Today I listened to an IBM presentation by Craig Rhinehart, Director Product Strategy, Compliance & Discovery, and to say it was a bit of an awakening is an understatement.
The subject of the presentation was IBM’s “No Paper Weight” assessment service, designed to help organizations who are still printing and using paper-based information, (guess that is most of us) manage the challenge of using, transporting, and storing large amounts of paper.
Did you know that:
- 50% of the world’s information still lives on paper;
- The volume of paper is increasing by 20% per year;
- Paper currently occupies 30% to 40% of landfill space;
- Storing paper in a warehouse is a $52B industry.
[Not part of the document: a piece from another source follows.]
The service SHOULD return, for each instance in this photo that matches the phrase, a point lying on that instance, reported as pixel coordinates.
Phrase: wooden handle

With our fascination of storing and managing digitally formatted data, I think we (at least I) may have forgotten about this elephant in the room. Admittedly I talk as a member of the digital crowd; this problem is far from a surprise to corporate librarians.
The significance of the paper problem was highlighted by the results of a recent electronic discovery project IBM conducted for the DuPont Company. When the legal discovery results of nine cases were analyzed, it was discovered that of the 75.45M pages of information that were reviewed only 37.7M were found to contain data that had past its obligatory retention period. The failure to adhere to the corporate retention policies resulted in an unnecessary review cost of $11.96M and a potential liability that could have created more impactful and unfortunate consequences.
Another factoid presented was that three multinational companies IBM talked with printed email which was eventually scanned back into their archive system along with the manual input of the descriptive metadata as a common practice! Mindboggling!! If 90% of information is born digital (email) why can’t it just stay that way?
Next week I will be presenting at SNW on the subject of holistic approaches to green storage. How appropriate to have such a discussion on the most of traditional storage mediums, paper.
Action Item: Borrowing from Craig's presentation here are some actions to make paper smarter …
1. Convert to digital format and extract paper-based information as early as possible in the business cycle. Information is not just a valuable commodity for the litigator; it is a valuable business commodity. By converting the information analytics can be applied and who knows what advantage can be gained.
2. Stop unnecessary printing of information that is born digitally. How many times do you go into meeting to find 50 copies of a 50-page presentation neatly bound and unlikely ever to be read.
3. Track your information, retain only for as long as necessary, then destroy. With paper-based data, be green and recycle!
4. Data has value. The wealth of paper-based data within an enterprise should be analyzed and leveraged for business advantage. Remember however, data also carries a liability and should be destroyed appropriately and early.